Search code examples
rggplot2histogram

How to label stacked histogram in ggplot


I am trying to add corresponding labels to the color in the bar in a histogram. Here is a reproducible code.

ggplot(aes(displ),data =mpg) + geom_histogram(aes(fill=class),binwidth = 1,col="black")

enter image description here

This code gives a histogram and give different colors for the car "class" for the histogram bars. But is there any way I can add the labels of the "class" inside corresponding colors in the graph?


Solution

  • The inbuilt functions geom_histogram and stat_bin are perfect for quickly building plots in ggplot. However, if you are looking to do more advanced styling it is often required to create the data before you build the plot. In your case you have overlapping labels which are visually messy.

    The following codes builds a binned frequency table for the dataframe:

    # Subset data
    mpg_df <- data.frame(displ = mpg$displ, class = mpg$class)
    melt(table(mpg_df[, c("displ", "class")]))
    
    # Bin Data
    breaks <- 1
    cuts <- seq(0.5, 8, breaks)
    mpg_df$bin <- .bincode(mpg_df$displ, cuts)
    
    # Count the data
    mpg_df <- ddply(mpg_df, .(mpg_df$class, mpg_df$bin), nrow)
    names(mpg_df) <- c("class", "bin", "Freq")
    

    You can use this new table to set a conditional label, so boxes are only labelled if there are more than a certain number of observations:

    ggplot(mpg_df, aes(x = bin, y = Freq,  fill = class)) +
      geom_bar(stat = "identity", colour = "black", width = 1) +
      geom_text(aes(label=ifelse(Freq >= 4, as.character(class), "")),
       position=position_stack(vjust=0.5), colour="black")
    

    enter image description here

    I don't think it makes a lot of sense duplicating the labels, but it may be more useful showing the frequency of each group:

    ggplot(mpg_df, aes(x = bin, y = Freq,  fill = class)) +
      geom_bar(stat = "identity", colour = "black", width = 1) +
      geom_text(aes(label=ifelse(Freq >= 4, Freq, "")),
       position=position_stack(vjust=0.5), colour="black")
    

    enter image description here

    Update

    I realised you can actually selectively filter a label using the internal ggplot function ..count... No need to preformat the data!

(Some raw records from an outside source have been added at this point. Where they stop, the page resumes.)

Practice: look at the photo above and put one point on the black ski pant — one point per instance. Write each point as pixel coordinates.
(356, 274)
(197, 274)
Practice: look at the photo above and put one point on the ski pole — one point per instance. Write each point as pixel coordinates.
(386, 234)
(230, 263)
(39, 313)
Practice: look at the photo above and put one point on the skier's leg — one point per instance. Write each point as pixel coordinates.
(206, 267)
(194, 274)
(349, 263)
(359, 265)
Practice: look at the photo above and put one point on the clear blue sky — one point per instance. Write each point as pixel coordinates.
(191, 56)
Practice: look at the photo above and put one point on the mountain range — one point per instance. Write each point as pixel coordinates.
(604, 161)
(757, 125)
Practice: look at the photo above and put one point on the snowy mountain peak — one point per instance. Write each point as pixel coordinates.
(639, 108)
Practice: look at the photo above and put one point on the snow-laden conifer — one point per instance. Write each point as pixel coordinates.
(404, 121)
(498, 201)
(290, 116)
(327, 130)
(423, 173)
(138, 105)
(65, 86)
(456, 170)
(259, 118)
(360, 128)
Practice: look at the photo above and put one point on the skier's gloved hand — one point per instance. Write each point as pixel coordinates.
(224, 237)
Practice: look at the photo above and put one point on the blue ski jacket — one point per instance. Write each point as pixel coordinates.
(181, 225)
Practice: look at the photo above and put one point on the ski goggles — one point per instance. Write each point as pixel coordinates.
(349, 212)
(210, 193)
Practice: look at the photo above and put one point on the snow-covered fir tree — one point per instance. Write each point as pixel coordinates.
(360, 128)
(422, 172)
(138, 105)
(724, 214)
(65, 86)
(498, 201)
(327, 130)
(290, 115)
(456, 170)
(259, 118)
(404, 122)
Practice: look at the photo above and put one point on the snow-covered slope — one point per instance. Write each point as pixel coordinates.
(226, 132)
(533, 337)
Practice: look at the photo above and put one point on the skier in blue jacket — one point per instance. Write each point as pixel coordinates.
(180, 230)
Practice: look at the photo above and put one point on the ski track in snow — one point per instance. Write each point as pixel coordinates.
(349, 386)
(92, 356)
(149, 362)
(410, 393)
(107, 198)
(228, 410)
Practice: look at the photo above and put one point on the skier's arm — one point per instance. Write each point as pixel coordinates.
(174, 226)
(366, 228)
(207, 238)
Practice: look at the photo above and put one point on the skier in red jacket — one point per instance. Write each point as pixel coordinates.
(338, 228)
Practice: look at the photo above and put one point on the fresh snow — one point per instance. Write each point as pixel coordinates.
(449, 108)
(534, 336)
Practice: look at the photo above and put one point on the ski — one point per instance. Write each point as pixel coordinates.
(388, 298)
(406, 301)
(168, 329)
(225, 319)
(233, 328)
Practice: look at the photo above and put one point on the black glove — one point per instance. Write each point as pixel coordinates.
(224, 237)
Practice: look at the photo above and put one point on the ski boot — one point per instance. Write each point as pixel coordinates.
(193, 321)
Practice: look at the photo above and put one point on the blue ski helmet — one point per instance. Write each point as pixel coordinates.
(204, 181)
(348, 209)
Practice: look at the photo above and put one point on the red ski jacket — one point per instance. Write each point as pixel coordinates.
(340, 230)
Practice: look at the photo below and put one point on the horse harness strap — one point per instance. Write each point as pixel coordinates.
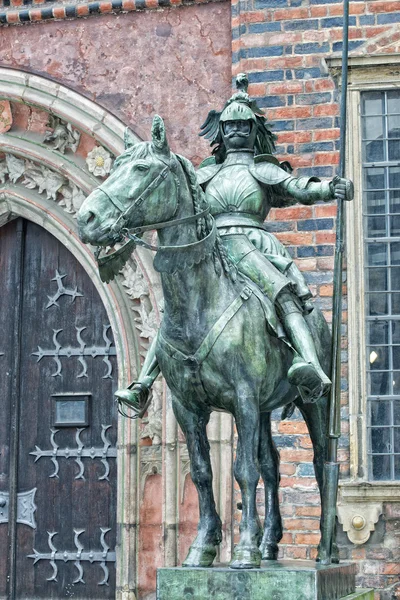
(145, 194)
(206, 345)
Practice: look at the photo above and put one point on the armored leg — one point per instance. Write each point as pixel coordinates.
(136, 394)
(306, 371)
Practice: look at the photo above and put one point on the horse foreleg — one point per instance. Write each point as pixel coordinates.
(204, 548)
(315, 416)
(269, 466)
(246, 554)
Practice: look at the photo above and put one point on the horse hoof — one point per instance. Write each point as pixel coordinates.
(246, 558)
(269, 551)
(200, 556)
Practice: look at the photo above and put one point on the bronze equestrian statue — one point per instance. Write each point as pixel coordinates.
(239, 332)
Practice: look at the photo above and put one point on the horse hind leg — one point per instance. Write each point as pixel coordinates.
(246, 554)
(204, 548)
(268, 457)
(316, 417)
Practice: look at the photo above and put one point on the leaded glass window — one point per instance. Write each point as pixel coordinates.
(380, 120)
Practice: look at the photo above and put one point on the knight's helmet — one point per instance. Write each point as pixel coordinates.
(239, 108)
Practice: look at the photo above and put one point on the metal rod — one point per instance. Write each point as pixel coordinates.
(15, 410)
(331, 470)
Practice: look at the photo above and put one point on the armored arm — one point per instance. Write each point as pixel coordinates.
(307, 190)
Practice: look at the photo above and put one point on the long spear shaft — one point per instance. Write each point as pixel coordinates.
(331, 472)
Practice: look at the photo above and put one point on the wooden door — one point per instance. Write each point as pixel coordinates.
(58, 424)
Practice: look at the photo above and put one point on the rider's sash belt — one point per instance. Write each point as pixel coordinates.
(206, 345)
(239, 219)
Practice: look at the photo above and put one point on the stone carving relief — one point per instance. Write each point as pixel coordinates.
(62, 136)
(359, 520)
(44, 179)
(99, 161)
(36, 176)
(151, 464)
(5, 116)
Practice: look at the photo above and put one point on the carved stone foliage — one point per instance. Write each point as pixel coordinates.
(359, 520)
(151, 464)
(62, 135)
(46, 181)
(99, 161)
(5, 116)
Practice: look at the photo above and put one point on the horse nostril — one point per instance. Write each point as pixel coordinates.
(90, 218)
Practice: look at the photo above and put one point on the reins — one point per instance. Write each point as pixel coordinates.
(132, 234)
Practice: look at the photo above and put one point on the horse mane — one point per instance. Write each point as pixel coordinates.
(204, 224)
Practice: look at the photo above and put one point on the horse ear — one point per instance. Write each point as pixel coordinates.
(129, 138)
(159, 136)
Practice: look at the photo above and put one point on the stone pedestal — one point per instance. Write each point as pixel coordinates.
(276, 580)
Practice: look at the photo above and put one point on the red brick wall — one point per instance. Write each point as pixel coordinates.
(282, 46)
(174, 62)
(177, 62)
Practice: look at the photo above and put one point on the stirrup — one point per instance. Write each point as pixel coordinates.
(311, 383)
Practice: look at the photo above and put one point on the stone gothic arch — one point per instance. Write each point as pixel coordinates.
(45, 179)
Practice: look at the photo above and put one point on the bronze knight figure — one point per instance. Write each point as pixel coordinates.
(239, 332)
(242, 182)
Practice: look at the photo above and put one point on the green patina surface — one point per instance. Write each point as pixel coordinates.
(361, 595)
(279, 580)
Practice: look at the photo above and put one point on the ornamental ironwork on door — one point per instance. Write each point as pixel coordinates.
(58, 428)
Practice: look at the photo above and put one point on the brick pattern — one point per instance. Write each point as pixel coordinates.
(282, 45)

    ggplot(mpg, aes(x = displ, fill = class, label = class)) +
      geom_histogram(binwidth = 1,col="black") +
      stat_bin(binwidth=1, geom="text", position=position_stack(vjust=0.5), aes(label=ifelse(..count..>4, ..count.., "")))
    

    This post is useful for explaining special variables within ggplot: Special variables in ggplot (..count.., ..density.., etc.)

    This second approach will only work if you want to label the dataset with the counts. If you want to label the dataset by the class or another parameter, you will have to prebuild the data frame using the first method.